Distant metastasis is the major cause of breast cancer (BrCa)-related mortality with half of the disseminated disease emerging clinically after 5 or more years of seeming “cure” of the primary tumor. The lack of relevant accessible model systems for metastases has hindered our understanding of the molecular basis of metastasis, the development of therapies, and the elucidation of biomarkers to detect these lethal outgrowths in real time. To address this gap, we developed an innovative all-human 3D ex vivo hepatic microphysiological system (MPS), which faithfully reproduces human physiology and effectively recreates spontaneous quiescence in a population of BrCa cells. Thus facilitating the investigation of BrCa behavior in a micrometastatic niche.

The MPS incorporated primary human hepatocytes and non-parenchymal cells (NPC) isolated from patient liver resections. BrCa cells (RFP+) were seeded on day 3 and allowed time to intercalate into the hepatic tissue before treatment with chemotherapies (such as doxorubicin) on day 7 for 72h. Surviving BrCa cells were stimulated on day 13 with physiological inflammatory stressors (LPS/EGF) and cultured through day 15. Proliferation was determined by RFP quantification, Ki67 staining and EdU incorporation. Physiological functioning of hepatic tissue was monitored at multiple time points by protein catabolism (urea), active nutrient metabolism (glucose, CYP P450) and injury markers (AST, ALT). Luminex assays (57 analytes) were used to identify potential metastatic BrCa biomarkers in the hepatic milieu during different stages, both dormancy and progression, and determine communication networks within the micrometastatic niche.

Spontaneous dormancy was observed amongst a subpopulation of BrCa cells (Ki67-/EdU-) after 12 days of culture. Following chemotherapy, the surviving BrCa cells were non-proliferating, quiescent (Ki67-/EdU-). Furthermore, re-emergence of the surviving non-proliferating cancer cells was then observed in the presence of physiological inflammatory stressors. Preliminary high-content analyses of secreted cytokines and growth factors identified candidate biomarkers of metastatic BrCa in hepatic tissue. Elevations in 11 soluble signaling factors in effluent from untreated proliferating BrCa were detected, of which actively growing cells were specifically associated with HGF, MCP-1, MIP-1β, RANTES (> 2-fold) compared to hepatic tissue alone and dormant BrCa effluent. Candidate biomarkers of dormancy were also identified when dormant cultures were compared to both hepatic tissue alone and proliferating BrCa cultures, 5 soluble signaling factors (HB-EGF, IL-18, VEGF-A, IL-10, IL-12p70). Further analyses found altered soluble signaling factors due to the presence of NPCs during attenuation and progression of BrCa, indicating NPCs within the hepatic microenvironment are implicated in regulating the dormant micrometastatic niche.

This MPS provides unprecedented insights into the tumor cell biology of growing and dormant micrometastases. First, it mimics the dormancy and outgrowth observed in patients - i.e. dormant breast cancer cells resistant to chemotherapy could be stimulated to re-emerge following an inflammatory insult. Second, this system provides an accessible tool enabling the identification of candidate biomarkers of BrCa progression and dormancy within the micrometastatic niche; significantly, the latter aspect of dormant biomarkers is exceedingly novel. Ultimately, these collective innovative capabilities are instrumental in the development of therapeutic strategies to target dormant metastatic BrCa.

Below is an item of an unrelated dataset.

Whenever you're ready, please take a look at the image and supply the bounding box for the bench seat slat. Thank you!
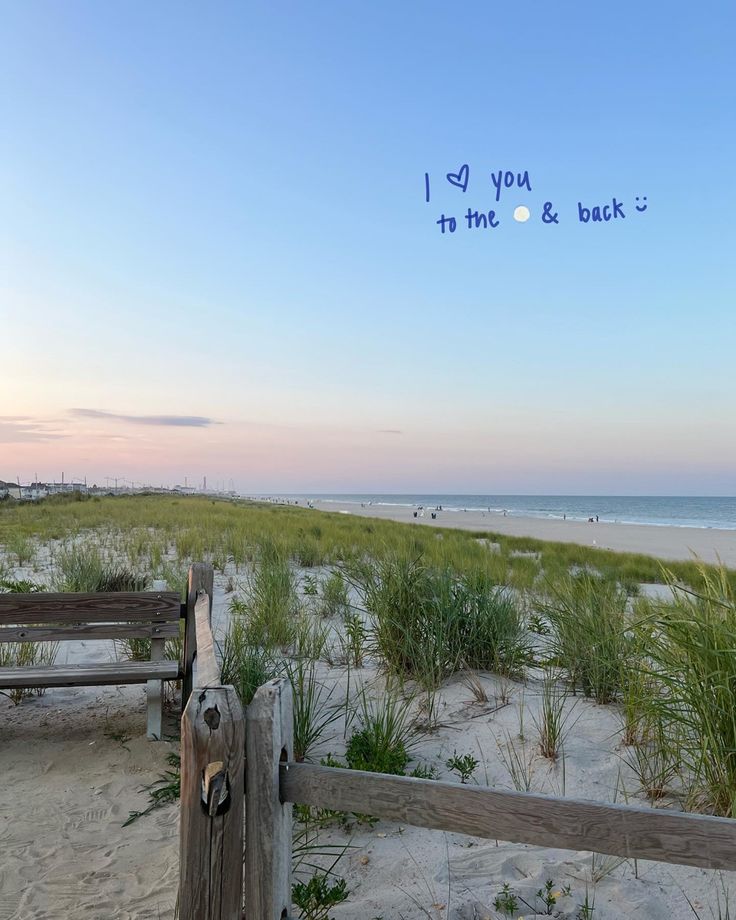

Citation Format: Amanda M. Clark, Sarah E. Wheeler, Carissa L. Young, Venkateswaran C. Pillai, Donna B. Stolz, Douglas A. Lauffenburger, Raman Venkataramanan, Linda G. Griffith, Alan Wells. Elucidating candidate biomarkers of breast cancer progression and dormancy using a 3D model of metastasis. [abstract]. In: Proceedings of the AACR Special Conference on Tumor Metastasis; 2015 Nov 30-Dec 3; Austin, TX. Philadelphia (PA): AACR; Cancer Res 2016;76(7 Suppl):Abstract nr PR11.